Reviewed by Ian Thomas Shaw
Billed as a very Japanese novel from Quebec, The Ghost of Suzuko is just that. Quite enjoyable to read, it flirts with magical realism and takes us through the romantic liaisons a young Québécois writer has with two eccentric women. Whether this is an authentic portrayal of contemporary Japan, an attempt to encapsulate Japanese existentialism, or merely a continuation of the Western man’s fantasy with reclusive but submissive Japanese women is an open question. In any event, the plot moves along at a leisurely pace, demanding little more of the reader than to imagine the elegant descriptions of the various Tokyo venues in the novel and buy into the haunting that the protagonist feels after the death of his first lover.

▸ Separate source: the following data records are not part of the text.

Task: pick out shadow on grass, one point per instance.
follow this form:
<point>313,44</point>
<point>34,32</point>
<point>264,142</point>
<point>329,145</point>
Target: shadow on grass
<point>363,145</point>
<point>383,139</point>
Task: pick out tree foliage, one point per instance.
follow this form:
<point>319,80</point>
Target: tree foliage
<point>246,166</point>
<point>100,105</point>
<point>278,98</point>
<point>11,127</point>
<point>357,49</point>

Vincent Brault, an emerging writer, has returned to Tokyo from Montreal following the mysterious death of his lover, Suzuko, an iconic performance artist, who somewhat reluctantly has caught the imagination of the Japanese public. He moves into the apartment the two shared and renews contact with their small circle of artist friends. At a vernissage organized by Ayumi, Suzuko’s best friend and patron, he meets Kana, a mysterious woman whose chameleon eyelids (but not eyes) change colour every time they meet. Daily they meet, drink saki and make love in the city’s many “Love” hotels. But everywhere he sees Suzuko: in the parks, the subway, the Izakaya bars . . ., and Kana is more of a distraction than a deepening relationship. Perhaps, just a carnal surrogate or soulless reincarnation of his dead lover.

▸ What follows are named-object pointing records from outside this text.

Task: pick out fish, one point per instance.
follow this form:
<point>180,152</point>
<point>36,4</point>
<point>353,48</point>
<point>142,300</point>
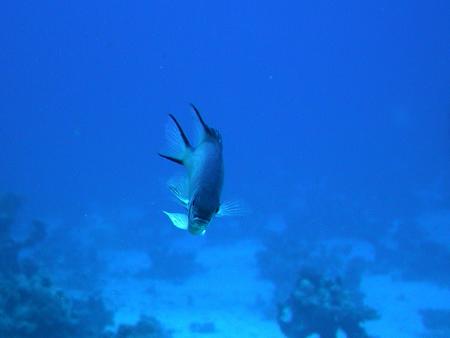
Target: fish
<point>201,188</point>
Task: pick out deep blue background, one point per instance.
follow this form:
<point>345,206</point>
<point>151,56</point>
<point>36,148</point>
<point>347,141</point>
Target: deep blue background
<point>352,93</point>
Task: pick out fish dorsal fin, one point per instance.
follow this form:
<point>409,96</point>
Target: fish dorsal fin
<point>206,130</point>
<point>178,143</point>
<point>179,220</point>
<point>232,208</point>
<point>202,122</point>
<point>179,187</point>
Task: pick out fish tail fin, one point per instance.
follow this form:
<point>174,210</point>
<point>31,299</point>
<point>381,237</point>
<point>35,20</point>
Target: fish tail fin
<point>179,220</point>
<point>178,144</point>
<point>232,208</point>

The novel is presented in two parts. The first begins with Vincent’s return to Tokyo and the evolution of his relationship with Kana. Suzuko is constantly referenced, her ghost constantly seen, but the reader learns very little about her, other than she was immensely famous in Japan and shares two friends with Vincent: Ayumi, the gallery curator, and Pavle, a Serbian artist who has lived in Japan for decades. Both friends try to console Vincent, and in doing so, offer some glimpses into who Suzuko was. Glimpses, not more. Toward the end of the first part, Kana very laconically brings Vincent to the realization that he cannot live the present with her until he closes the past with Suzuko. Or at least we think that is what is being conveyed. Part two is written as a complete retrospective of Vincent’s romance with Suzuko, her work as a taxidermist and performance artist, and his espousal of her decision to go through life wearing the head of a fox over her own. While rich in many details, the reader is still left without knowing the motivation for Suzuko’s therian existence. Was it a desire to create art? An escape from the burden of humanness? A salve for childhood trauma? And then there is Kana again. Was she real or just in Vincent’s mind: a created being to pave the way for him to rid himself of the haunting? The possibilities are bound only by the reader’s imagination.

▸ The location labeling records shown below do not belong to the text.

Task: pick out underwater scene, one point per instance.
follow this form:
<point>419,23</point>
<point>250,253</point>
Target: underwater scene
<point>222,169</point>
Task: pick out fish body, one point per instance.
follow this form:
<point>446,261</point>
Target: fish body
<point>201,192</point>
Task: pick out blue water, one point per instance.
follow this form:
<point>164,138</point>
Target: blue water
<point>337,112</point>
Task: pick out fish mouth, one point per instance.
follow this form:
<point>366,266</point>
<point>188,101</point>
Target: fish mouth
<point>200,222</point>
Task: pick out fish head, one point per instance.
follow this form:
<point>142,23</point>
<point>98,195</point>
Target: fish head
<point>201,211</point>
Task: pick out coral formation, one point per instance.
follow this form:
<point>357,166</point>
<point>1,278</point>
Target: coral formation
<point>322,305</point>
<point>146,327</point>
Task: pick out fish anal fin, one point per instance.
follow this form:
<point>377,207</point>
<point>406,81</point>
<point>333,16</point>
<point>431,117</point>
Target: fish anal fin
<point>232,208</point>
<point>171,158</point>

Despite its unanswered questions, The Ghost of Suzuko is not a work of great depth or challenging prose in the tradition of Western fiction. If anything, it is an invitation for the reader to experience not analyze. Whether intended by the author or not, there is a distinct existentialism in the novel: a delving into the individual’s choice to set aside the rational and embrace the agency of free will and reconcile with the consequences of nothingness. As such, it is indeed a very Japanese novel: simple in its presentation, yet hinting at something or nothing more.
The Ghost of Suzuko was translated from French by Benjamin Hedley for Baraka Books.